D'altra parte, l'ultima immagine che fotografa i rapporti tra Roma e Parigi risale solo a 43 giorni fa, quando all'hotel Amigo di Bruxelles - a margine del Consiglio europeo - Meloni e il presidente francese Emmanuel Macron avevano avuto un lungo incontro serale a sancire un disgelo atteso da cinque mesi. Poi più niente, fino al blitz di ieri di Darmanin. Non concordato con l'Eliseo, ma - è la percezione della diplomazia italiana - comunque «totalmente ingiustificato», perché arriva da un ministro di peso dell'esecutivo francese oltre che, non è un dettaglio, da uno degli uomini più vicini a Macron. Ma potrebbe essere solo uno scivolone, una «voce dal sen fuggita» di chi ha il problema interno di gestire piazze difficili e, contemporaneamente, provare ad arginare la continua crescita di consensi del Rassemblement National. Non è un caso che Darmanin si spinga a dire che l'esecutivo Meloni è «un governo di estrema destra scelto dagli amici della signora Le Pen». Come se in Italia non si fosse votato solo sette mesi fa.

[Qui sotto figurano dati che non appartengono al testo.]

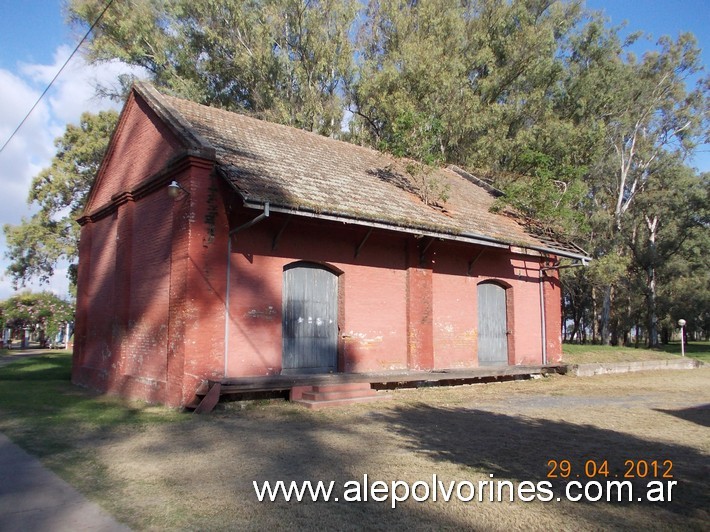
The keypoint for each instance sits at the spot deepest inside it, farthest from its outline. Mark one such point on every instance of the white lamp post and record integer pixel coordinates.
(681, 323)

Quello che più ha irritato Meloni, infatti, è altro. Cioè la precisazione del ministero degli Esteri francese. Annunciata attraverso i consueti canali diplomatici, perché lo scivolone di Darmanin è indifendibile ed è inevitabile che Parigi cerchi di rimettere insieme i cocci. Ma la nota del Quai d'Orsay è davvero debolissima. Si limita ad evocare «lo spirito del trattato del Quirinale» (che peraltro ieri sera condivideva le stesse perplessità di Meloni sull'affondo «a freddo» di Parigi) e auspicare di lavorare insieme all'Italia sui flussi migratori in un «rapporto di reciproco rispetto».

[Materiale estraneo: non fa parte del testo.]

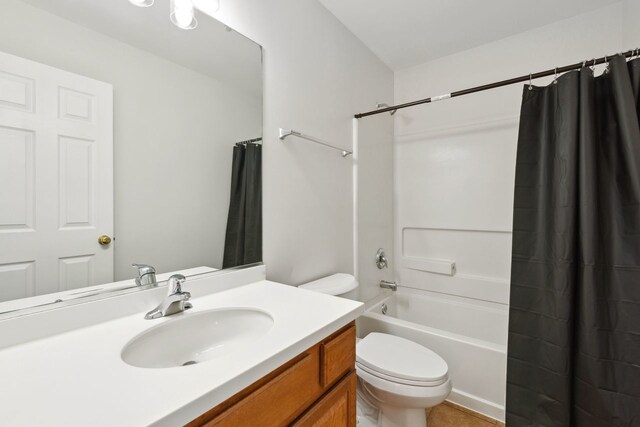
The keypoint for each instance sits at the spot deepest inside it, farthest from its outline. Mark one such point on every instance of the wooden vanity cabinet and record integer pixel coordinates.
(315, 388)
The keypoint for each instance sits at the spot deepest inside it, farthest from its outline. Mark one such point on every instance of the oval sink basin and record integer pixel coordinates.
(196, 337)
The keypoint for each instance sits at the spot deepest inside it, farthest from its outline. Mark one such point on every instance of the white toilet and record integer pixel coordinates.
(397, 378)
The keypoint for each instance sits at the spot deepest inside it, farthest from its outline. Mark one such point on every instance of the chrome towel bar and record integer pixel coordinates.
(289, 132)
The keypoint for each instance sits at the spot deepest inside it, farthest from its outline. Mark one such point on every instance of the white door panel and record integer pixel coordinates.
(56, 179)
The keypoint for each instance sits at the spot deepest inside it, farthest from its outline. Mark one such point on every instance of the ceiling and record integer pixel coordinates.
(211, 49)
(404, 33)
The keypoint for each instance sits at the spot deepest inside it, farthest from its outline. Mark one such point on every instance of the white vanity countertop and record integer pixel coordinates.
(78, 378)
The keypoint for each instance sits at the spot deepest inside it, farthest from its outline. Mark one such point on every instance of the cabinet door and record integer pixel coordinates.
(336, 409)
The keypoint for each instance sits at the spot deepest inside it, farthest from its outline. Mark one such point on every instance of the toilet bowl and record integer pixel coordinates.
(401, 378)
(397, 378)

È la goccia che fa traboccare il vaso. Perché se le parole di Darmanin - magari dettate anche da ragioni interne - potevano essere un incidente di percorso, la nota del ministero degli Esteri francese è stata lungamente ragionata. Quindi, dopo una prima valutazione prudente in quel di Palazzo Chigi, coinvolti i canali diplomatici più avvezzi alle sfumature, Meloni decide di serrare i ranghi. Parla nuovamente con Antonio Tajani, e i due concordano che il ministro degli Esteri annullerà la visita a Parigi - prevista per ieri sera - con la sua omologa Catherine Colonna. Una scelta, spiega il vicepremier nelle due conversazioni con la ministra degli Esteri francese, che «non è di ostilità alla Francia», ma che dopo le parole di Darmanin era «inevitabile». Per le stesse ragioni, il ministro dello Sport, Andrea Abodi, decide di disertare la «Notte delle idee», evento organizzato a Palazzo Farnese dall'ambasciata francese. Mentre l'ufficio diplomatico di Palazzo Chigi «congela» le interlocuzioni in corso con Parigi per un bilaterale e una cena all'Eliseo della premier italiana che si sarebbero dovuti tenere nelle prossime settimane. D'altra parte, il fastidio di Meloni è chiaramente percepibile non solo dallo «strappo» concordato di Tajani, ma pure dalla batteria di Fratelli d'Italia contro le «gravi e offensive parole di Darmanin».
Ma per Meloni ieri non è stata una giornata all'insegna dell'immigrazione solo sul fronte francese. La premier, infatti, ieri ha incontrato a Palazzo Chigi il generale Khalifa Belqasim Haftar, uomo forte della Cirenaica, decisivo per il controllo dei flussi migratori dalla Libia.
Un faccia a faccia di due ore che - è la percezione dell'entourage della premier - avrebbe irrigidito Parigi. Che, non casualmente (a differenza da quanto veicolano fonti governative) avrebbe deciso la ritorsione con quella che è sembrata una semplice «aggressione a freddo» di Darmanin.